La barrière des Annapurnas se dresse fièrement au cœur de l’Himalaya central, au Népal, présentant probablement l’un des reliefs les plus spectaculaires de la Terre avec des altitudes passant de 1000 à près de 8000 mètres en moins de 30 kilomètres. Ce massif est le lieu de tous les superlatifs avec un soulèvement tectonique et des précipitations annuelles plus élevés que long du reste de l’arc himalayen. Tous ces ingrédients font de cette région une zone extrêmement dynamique en termes d’érosion.

Cette érosion se matérialise le long des versants escarpés par de nombreux glissements de terrain aux formes et vitesses très diverses. Leur manifestation la plus impressionnante s’exprime au travers de glissements géants, c’est-à-dire mobilisant des volumes effondrés avoisinants ou supérieurs à 1 kilomètre cube. Bien que rares de tels événements ont un impact majeur sur la dénudation de la chaîne himalayenne et des conséquences potentiellement dramatiques avec des avalanches rocheuses ou des coulées de débris dévastant les vallées en aval sur des dizaines de kilomètres.

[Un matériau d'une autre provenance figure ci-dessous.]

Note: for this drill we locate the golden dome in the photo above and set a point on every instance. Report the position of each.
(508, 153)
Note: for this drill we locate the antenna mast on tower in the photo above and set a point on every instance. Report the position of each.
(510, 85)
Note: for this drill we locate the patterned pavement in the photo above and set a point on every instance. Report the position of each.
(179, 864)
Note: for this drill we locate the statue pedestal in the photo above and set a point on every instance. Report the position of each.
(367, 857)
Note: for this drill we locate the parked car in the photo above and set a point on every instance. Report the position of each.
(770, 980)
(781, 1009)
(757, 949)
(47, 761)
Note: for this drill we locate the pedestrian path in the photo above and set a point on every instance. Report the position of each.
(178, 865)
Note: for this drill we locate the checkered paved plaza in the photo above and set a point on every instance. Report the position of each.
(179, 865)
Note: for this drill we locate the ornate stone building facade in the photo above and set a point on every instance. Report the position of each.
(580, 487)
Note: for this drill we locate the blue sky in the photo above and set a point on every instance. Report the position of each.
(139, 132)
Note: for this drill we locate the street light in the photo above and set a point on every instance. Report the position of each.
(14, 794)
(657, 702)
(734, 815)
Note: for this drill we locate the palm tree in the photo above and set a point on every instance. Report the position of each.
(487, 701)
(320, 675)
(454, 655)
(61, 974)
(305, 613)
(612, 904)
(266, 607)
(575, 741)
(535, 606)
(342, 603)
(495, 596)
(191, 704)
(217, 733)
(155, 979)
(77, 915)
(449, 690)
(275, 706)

Appréhender l’aléa gravitaire dans cette région passe notamment par l’identification des glissements géants et leur datation. Les restes de ces glissements se caractérisent par des brèches très claires, compactes et indurées, que le ruissellement a sculpté en jardins de pénitents, en dents acérées, dressées au pied des falaises englacées des hauts sommets himalayens, autant de paysages surprenants que spectaculaires.

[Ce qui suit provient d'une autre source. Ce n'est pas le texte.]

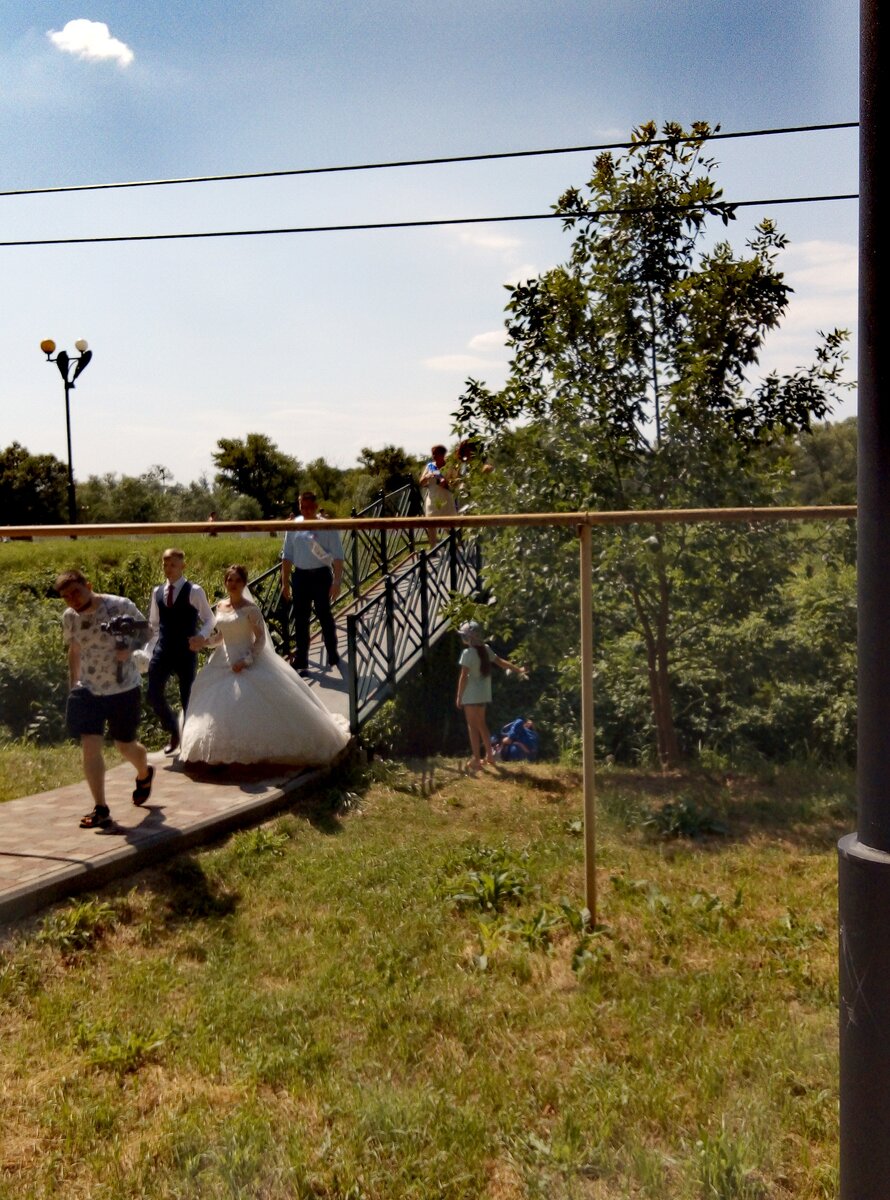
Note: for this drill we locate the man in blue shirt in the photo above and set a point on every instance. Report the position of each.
(313, 559)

La haute vallée de la Marsyandi, située sur les contreforts septentrionaux du massif des Annapurnas, offre plus particulièrement le témoignage de nombreux dépôts de glissements géants passés imbriqués dans les morphologies glaciaires. Grande vallée ouverte, s’étalant entre 3000 et 4000 mètres d’altitude, elle attire de nombreux touristes avides de dépaysement, de paysages grandioses et de panorama sur les cimes enneigées des Annapurnas qui s’enchainent et forment une muraille quasi continue à plus de 7000 mètres. Points d’orgue de la vallée : le Pisang Bowl à son entrée, gigantesque surface structurale plissée qui s’offre au regard tel un demi-vélodrome incliné ; les villages de Pisang et de Manang, avant-postes du monde tibétain, avec ses maisons en pierre et pisé, et ses troupeaux de yacks ;  le col de Thorung La qui permet de basculer sur la vallée de la Kali Gandaki et Muktinath haut lieu de pèlerinage pour les hindouistes ; et enfin le lac de Tilicho, un des plus hauts lacs du monde perché à près de 5000 mètres d’altitude et qui s’est formé au début de l’Holocène à l’arrière d’un barrage formé par un glissement rocheux géant.